Program by DFID-UK, SCPwD & National Star College-UK equips trainers with strategies to promote workplace inclusion
Making a workplace accessible to people with disabilities involves many things. Providing accessible technologies is a vital aspect; even more important is to make a person with disability feel included in the larger office culture. This is a facet something many organizations tend to overlook.
This is a challenge specific not just to India but even in countries where the culture of workplace inclusion is well entrenched. Research among organizations in the United Kingdom (UK) has shown that while people with disabilities get jobs, many don't stay on because they feel lonely and excluded at work.
Sensitizing employers and organizations to these various challenges is key and is the focus of a series of workshops conducted by the National Star College, UK in partnership with the Department for International Development (DFID)-UK and Skill Council for Persons with Disability (SCPwD).
Called Top-Up Training of Trainers (ToTs), the most recent one in Delhi dealt with visual disability. The focus was on assistive technologies and the many online and offline tools that exist. Participants included various training providers, employers and practitioners from states like Rajasthan, Jharkhand, and Uttar Pradesh, apart from Delhi.
A similar training session was done for master trainers as well called Training of Master Trainers (ToMT).
"The aim is to create an eco-system", says Dr Niharika Nigam, Head Quality & Standards, SCPwD, which is conducting many such programs towards empowering people with disabilities in the workforce. "An ecosystem that will bring together companies, employers, disabled employees and NGOs working in the space of skilling disabled people, with the aim of creating awareness and sensitization".
This is the second phase of a pilot project launched in November last year. The project aims at delivering inclusive training approaches for trainers working with people with disabilities, with each program focusing on a specific disability. The last one in Hyderabad looked at pan disabilities.

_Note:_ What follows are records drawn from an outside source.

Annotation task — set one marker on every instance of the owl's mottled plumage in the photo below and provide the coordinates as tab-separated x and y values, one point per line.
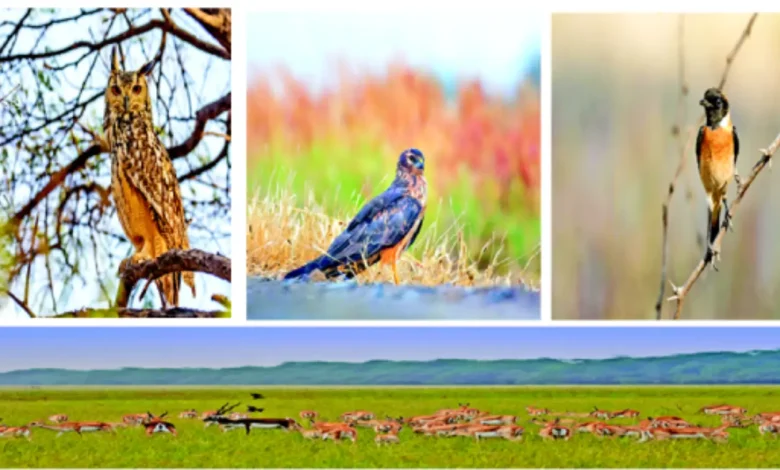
143	180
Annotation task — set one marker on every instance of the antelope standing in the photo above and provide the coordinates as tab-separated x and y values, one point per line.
77	427
57	419
769	427
554	430
155	424
188	414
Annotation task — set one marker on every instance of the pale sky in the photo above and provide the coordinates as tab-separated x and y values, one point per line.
216	347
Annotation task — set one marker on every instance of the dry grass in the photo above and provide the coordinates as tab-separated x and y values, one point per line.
283	234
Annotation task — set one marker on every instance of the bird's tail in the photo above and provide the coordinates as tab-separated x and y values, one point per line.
714	221
321	263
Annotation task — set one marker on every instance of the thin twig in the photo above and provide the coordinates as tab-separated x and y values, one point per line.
685	152
682	291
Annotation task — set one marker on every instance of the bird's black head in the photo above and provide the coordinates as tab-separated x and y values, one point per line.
716	106
412	161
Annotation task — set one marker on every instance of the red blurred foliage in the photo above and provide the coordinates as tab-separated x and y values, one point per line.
494	139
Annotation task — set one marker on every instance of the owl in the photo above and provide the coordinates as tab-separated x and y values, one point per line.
143	181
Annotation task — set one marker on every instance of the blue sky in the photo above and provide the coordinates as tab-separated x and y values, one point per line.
115	347
494	47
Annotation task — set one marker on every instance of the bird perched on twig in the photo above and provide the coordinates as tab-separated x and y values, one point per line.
383	228
717	149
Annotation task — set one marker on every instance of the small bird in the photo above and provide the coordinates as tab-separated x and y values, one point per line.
717	149
383	228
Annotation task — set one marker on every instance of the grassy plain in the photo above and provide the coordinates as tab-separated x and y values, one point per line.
197	447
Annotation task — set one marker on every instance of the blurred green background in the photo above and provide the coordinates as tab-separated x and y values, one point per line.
614	102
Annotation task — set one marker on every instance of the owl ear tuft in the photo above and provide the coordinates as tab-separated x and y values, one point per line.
115	59
147	68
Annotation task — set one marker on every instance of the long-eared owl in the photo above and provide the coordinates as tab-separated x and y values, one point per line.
143	180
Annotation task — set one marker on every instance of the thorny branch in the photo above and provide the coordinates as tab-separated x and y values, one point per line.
54	164
174	261
685	150
682	291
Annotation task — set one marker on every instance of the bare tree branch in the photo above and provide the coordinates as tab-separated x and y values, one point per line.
174	261
682	291
685	151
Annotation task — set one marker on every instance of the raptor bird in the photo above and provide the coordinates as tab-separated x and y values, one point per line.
383	228
143	180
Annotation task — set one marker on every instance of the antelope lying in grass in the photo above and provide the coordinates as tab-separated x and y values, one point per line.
357	416
155	424
15	431
57	419
718	434
390	437
769	427
555	430
188	414
723	410
76	427
624	414
533	411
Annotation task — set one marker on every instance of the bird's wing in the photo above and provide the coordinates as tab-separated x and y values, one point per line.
382	223
699	140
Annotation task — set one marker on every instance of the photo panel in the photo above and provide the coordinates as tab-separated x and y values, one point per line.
394	176
662	128
115	157
562	397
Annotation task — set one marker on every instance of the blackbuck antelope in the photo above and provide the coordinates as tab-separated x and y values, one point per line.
357	416
340	434
227	424
625	414
15	431
496	420
60	418
533	411
188	414
134	419
555	430
211	417
390	437
769	427
718	434
600	414
75	427
723	410
155	424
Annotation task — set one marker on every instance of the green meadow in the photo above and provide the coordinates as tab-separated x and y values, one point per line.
209	447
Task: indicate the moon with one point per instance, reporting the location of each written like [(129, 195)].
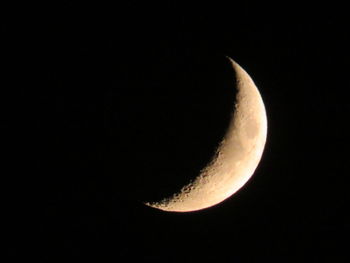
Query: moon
[(236, 157)]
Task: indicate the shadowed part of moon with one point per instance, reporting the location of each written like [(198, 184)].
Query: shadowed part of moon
[(235, 159)]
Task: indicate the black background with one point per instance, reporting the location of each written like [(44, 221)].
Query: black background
[(103, 105)]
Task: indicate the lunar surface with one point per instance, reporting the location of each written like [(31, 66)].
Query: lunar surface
[(235, 159)]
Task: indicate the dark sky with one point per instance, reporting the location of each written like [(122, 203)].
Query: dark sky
[(104, 106)]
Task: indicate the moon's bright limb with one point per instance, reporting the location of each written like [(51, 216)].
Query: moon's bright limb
[(236, 158)]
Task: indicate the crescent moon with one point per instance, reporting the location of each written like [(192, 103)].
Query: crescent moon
[(236, 157)]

The training is such that it is delivered in an active way.
We are training master trainers who will eventually train the trainers by giving them inputs on different disabilities. We look at imparting training delivery techniques as well as styles. We give them the content and do inclusive activities so they conduct the training in a participatory way, rather than purely focus on lectures or watching PPTs. - Jane Finch, Head of Teacher Education, Equality, Diversity and Inclusion National Star College
The main challenge, says Finch, is sensitizing employers to the disability. "Like for a visually impaired person, they need to recognize how to work with them so they feel included", says Finch. "It's also to do with the larger perception within the organization, to raise awareness that a person with disability can do a whole range of jobs and to enable them to do it.".

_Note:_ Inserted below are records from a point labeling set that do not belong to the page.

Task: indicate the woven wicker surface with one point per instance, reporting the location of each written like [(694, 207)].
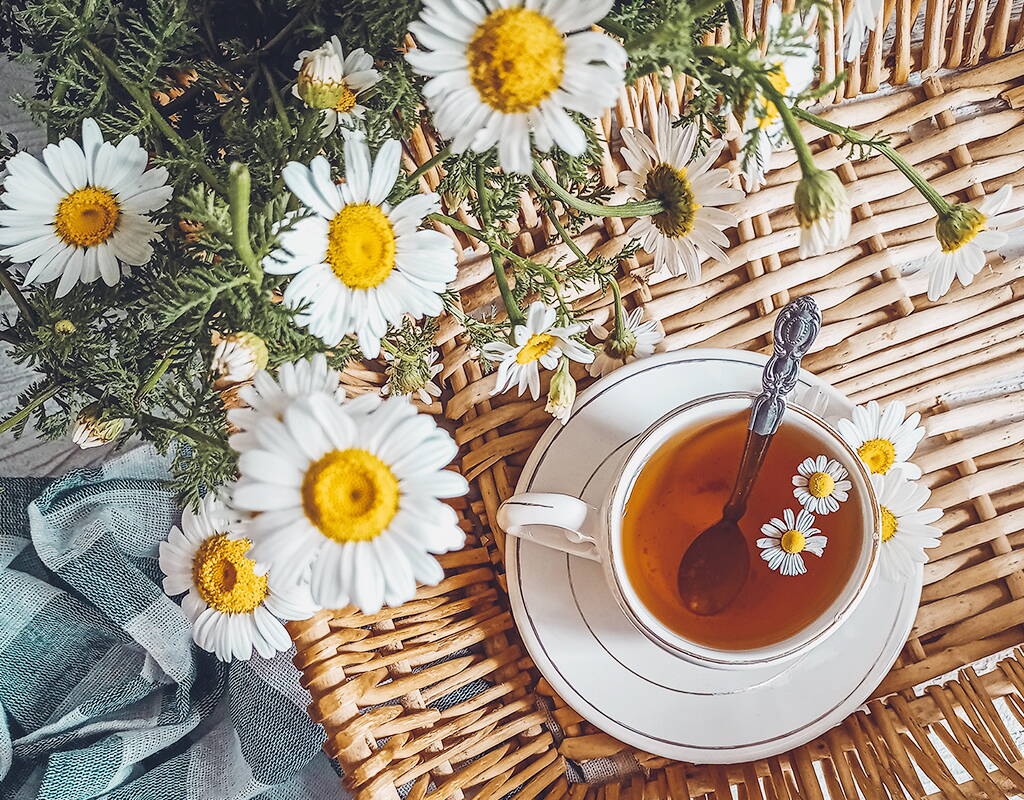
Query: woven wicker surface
[(376, 681)]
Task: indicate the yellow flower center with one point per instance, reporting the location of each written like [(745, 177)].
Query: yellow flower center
[(537, 346), (347, 100), (673, 187), (889, 523), (820, 485), (87, 216), (360, 246), (224, 578), (781, 84), (350, 495), (793, 541), (516, 58), (879, 454)]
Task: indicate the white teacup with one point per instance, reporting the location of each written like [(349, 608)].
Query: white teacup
[(566, 523)]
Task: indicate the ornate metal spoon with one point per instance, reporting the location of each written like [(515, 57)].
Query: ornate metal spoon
[(715, 565)]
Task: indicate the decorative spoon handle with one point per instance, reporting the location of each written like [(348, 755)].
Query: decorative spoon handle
[(796, 329)]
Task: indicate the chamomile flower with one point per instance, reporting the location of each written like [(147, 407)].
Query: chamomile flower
[(785, 540), (538, 343), (637, 340), (331, 81), (501, 73), (820, 485), (863, 16), (793, 73), (416, 379), (690, 225), (353, 498), (965, 235), (83, 212), (238, 358), (358, 263), (885, 438), (235, 605), (906, 528), (268, 397)]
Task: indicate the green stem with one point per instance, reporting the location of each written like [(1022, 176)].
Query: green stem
[(640, 209), (31, 406), (239, 186), (23, 305), (511, 306), (279, 107), (920, 182), (428, 165), (141, 96)]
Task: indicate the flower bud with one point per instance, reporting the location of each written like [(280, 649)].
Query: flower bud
[(958, 225), (823, 212), (93, 430), (238, 358), (561, 393)]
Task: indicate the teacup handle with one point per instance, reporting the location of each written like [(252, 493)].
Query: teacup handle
[(553, 520)]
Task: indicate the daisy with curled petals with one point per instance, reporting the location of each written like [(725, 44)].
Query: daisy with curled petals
[(820, 485), (331, 81), (83, 211), (792, 74), (637, 340), (690, 225), (906, 528), (358, 263), (501, 73), (785, 540), (268, 397), (965, 235), (235, 606), (885, 438), (353, 498), (538, 343)]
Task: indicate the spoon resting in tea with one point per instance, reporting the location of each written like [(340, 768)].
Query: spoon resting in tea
[(714, 567)]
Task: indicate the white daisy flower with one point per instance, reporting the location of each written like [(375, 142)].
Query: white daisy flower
[(690, 225), (501, 72), (883, 438), (83, 211), (235, 606), (354, 497), (238, 358), (331, 81), (538, 343), (965, 235), (763, 130), (417, 381), (784, 540), (269, 397), (906, 529), (820, 485), (638, 340), (359, 263), (863, 16)]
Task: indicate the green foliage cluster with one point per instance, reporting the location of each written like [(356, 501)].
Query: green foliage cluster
[(205, 83)]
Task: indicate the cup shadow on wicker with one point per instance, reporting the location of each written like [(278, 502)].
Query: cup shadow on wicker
[(381, 684)]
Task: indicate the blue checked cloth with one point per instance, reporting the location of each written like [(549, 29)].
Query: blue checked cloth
[(102, 692)]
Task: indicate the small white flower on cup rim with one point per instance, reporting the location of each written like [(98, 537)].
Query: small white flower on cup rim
[(787, 539), (820, 485)]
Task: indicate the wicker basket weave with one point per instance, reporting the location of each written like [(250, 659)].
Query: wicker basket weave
[(437, 699)]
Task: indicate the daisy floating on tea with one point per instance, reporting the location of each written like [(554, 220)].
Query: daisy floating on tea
[(885, 438), (820, 485), (785, 540)]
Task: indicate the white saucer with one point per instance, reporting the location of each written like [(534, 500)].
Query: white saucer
[(609, 672)]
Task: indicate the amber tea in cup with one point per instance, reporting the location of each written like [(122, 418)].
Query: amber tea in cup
[(681, 491)]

The Delhi program will be followed by a similar training program in Kolkata, this time relating to intellectual disabilities.
Focusing on accessible technologies and infrastructure at the workplace is a major step forward, but looking at that alone is a myopic approach. The challenges faced by people with disabilities when it comes to being a part of the workforce are many. They start at the home front with many families and parents unwilling or scared to let them go out into the world. There is also the matter of unrealistic expectation at work.
Challenges that trainers can be prepared for with the right strategies in place, something training programs like these can help equip them with.